Stereotypes are memes, forming similarly to superstitions, in that a) whatever real-life context originally spawned them was likely exaggerated, and b) they get shared without proper understanding of said historical context.
What evidence do you have for any of these claims? In particular, how do you know that stereotypes are on average exaggerated relative to the true conditional probabilities, or that they are slow to update in changing circumstances?
In any case, “stereotype” is just a judgmental term for statistical discrimination, which means decision-making in situations with incomplete information based on statistically derived conditional probabilities, and that is something everyone does all the time, usually because there is no practical alternative. I find it an absolutely fascinating question what exactly motivates and determines the present respectable opinion about the boundary between common-sense reasoning about conditional probabilities and evil stereotyping.
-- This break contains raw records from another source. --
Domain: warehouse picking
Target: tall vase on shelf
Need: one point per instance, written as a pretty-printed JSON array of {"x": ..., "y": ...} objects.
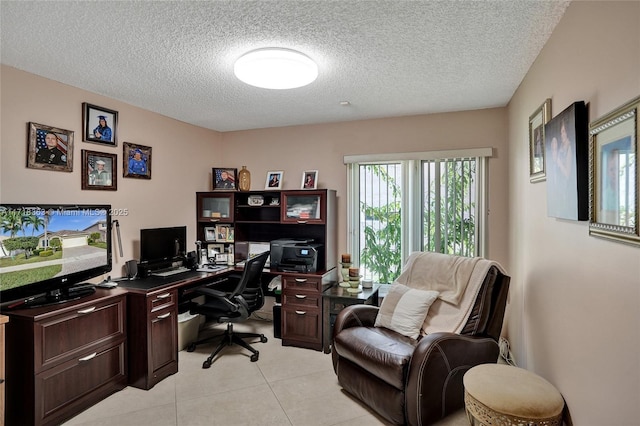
[{"x": 244, "y": 179}]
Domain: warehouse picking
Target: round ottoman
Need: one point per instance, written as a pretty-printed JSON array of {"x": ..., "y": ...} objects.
[{"x": 499, "y": 394}]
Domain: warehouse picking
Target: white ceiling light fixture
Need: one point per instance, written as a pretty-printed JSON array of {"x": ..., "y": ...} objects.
[{"x": 276, "y": 68}]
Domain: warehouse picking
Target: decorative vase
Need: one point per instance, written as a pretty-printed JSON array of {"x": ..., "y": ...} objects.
[{"x": 244, "y": 179}]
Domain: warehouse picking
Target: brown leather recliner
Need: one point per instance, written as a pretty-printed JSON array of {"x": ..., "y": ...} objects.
[{"x": 417, "y": 382}]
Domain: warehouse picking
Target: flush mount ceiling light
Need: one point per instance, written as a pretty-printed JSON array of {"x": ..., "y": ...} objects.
[{"x": 276, "y": 68}]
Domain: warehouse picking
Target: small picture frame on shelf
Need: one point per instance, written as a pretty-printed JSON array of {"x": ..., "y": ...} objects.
[
  {"x": 224, "y": 178},
  {"x": 274, "y": 180},
  {"x": 210, "y": 233},
  {"x": 309, "y": 179},
  {"x": 222, "y": 233},
  {"x": 215, "y": 249}
]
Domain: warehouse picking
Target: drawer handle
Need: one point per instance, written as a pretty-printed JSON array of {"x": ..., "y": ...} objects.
[{"x": 88, "y": 357}]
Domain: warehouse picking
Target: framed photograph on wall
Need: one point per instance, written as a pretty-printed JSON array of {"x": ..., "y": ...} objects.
[
  {"x": 136, "y": 161},
  {"x": 274, "y": 180},
  {"x": 99, "y": 170},
  {"x": 537, "y": 121},
  {"x": 613, "y": 175},
  {"x": 309, "y": 179},
  {"x": 99, "y": 124},
  {"x": 224, "y": 178},
  {"x": 567, "y": 163},
  {"x": 49, "y": 148}
]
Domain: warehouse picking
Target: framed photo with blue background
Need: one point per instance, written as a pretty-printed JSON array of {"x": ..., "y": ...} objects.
[
  {"x": 613, "y": 175},
  {"x": 100, "y": 124},
  {"x": 567, "y": 163},
  {"x": 136, "y": 161}
]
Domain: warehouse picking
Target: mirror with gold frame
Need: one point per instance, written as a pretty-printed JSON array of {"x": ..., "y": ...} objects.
[{"x": 613, "y": 175}]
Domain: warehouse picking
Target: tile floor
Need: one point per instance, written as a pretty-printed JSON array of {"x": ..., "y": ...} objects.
[{"x": 286, "y": 386}]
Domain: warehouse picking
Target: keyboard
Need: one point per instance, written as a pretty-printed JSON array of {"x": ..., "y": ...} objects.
[{"x": 172, "y": 271}]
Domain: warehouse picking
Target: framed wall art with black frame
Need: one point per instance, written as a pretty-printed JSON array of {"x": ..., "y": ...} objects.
[
  {"x": 49, "y": 148},
  {"x": 136, "y": 161},
  {"x": 613, "y": 175},
  {"x": 566, "y": 144},
  {"x": 224, "y": 178},
  {"x": 537, "y": 120},
  {"x": 100, "y": 125},
  {"x": 99, "y": 170}
]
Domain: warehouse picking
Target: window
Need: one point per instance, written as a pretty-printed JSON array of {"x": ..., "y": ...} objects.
[{"x": 401, "y": 203}]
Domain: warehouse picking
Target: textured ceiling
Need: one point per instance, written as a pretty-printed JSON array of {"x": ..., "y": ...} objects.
[{"x": 387, "y": 58}]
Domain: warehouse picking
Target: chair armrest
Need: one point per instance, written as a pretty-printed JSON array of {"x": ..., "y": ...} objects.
[
  {"x": 434, "y": 380},
  {"x": 219, "y": 295},
  {"x": 355, "y": 316},
  {"x": 211, "y": 292}
]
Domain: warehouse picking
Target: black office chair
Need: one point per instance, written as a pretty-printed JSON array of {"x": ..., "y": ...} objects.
[{"x": 234, "y": 306}]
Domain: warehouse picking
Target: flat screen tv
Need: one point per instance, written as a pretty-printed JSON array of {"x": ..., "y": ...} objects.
[
  {"x": 162, "y": 245},
  {"x": 47, "y": 252}
]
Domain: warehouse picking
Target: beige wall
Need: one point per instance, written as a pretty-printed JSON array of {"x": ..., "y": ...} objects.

What evidence do you have for any of these claims? In particular, how do you know that stereotypes are on average exaggerated relative to the true conditional probabilities, or that they are slow to update in changing circumstances?
...Common sense?
I really didn’t think it would be something I’d need to prove.
Evaluate various stereotypes about ethnical, religious, political or really other social groups you’ve heard. How many of them are objective? How many of them are accurate? How many of such generalizing statements are made about groups so diverse that you really cannot say much about them in general? And finally, how many of these groups have you personally interacted with enough to authoritatively evaluate those opinions?
The article to which I linked lists a few stereotypes that seem clearly true to me, and any reasonable person would readily act on them. (Would you really get equally scared of old ladies and young men when walking in a bad neighborhood?) So how exactly does your common sense alone let you sort out true stereotypes from false ones, and to conclude that most stereotypes (by whatever measure) fall into the latter category?
Moreover, if you believe that acting on some kinds of stereotypes is unethical, that’s a defensible position which I’m not going to dispute in this discussion. However, this position leads to the awful problem of what to do when some stereotypes are at the same time unethical and accurate—and a common attempt to get out of this problem is to argue that all these unethical stereotypes must be inaccurate, which you seem to be doing. But this is clearly wishful thinking; reality is never aligned so conveniently with abstract moral theories.
What evidence do you have for any of these claims? In particular, how do you know that stereotypes are on average exaggerated relative to the true conditional probabilities, or that they are slow to update in changing circumstances?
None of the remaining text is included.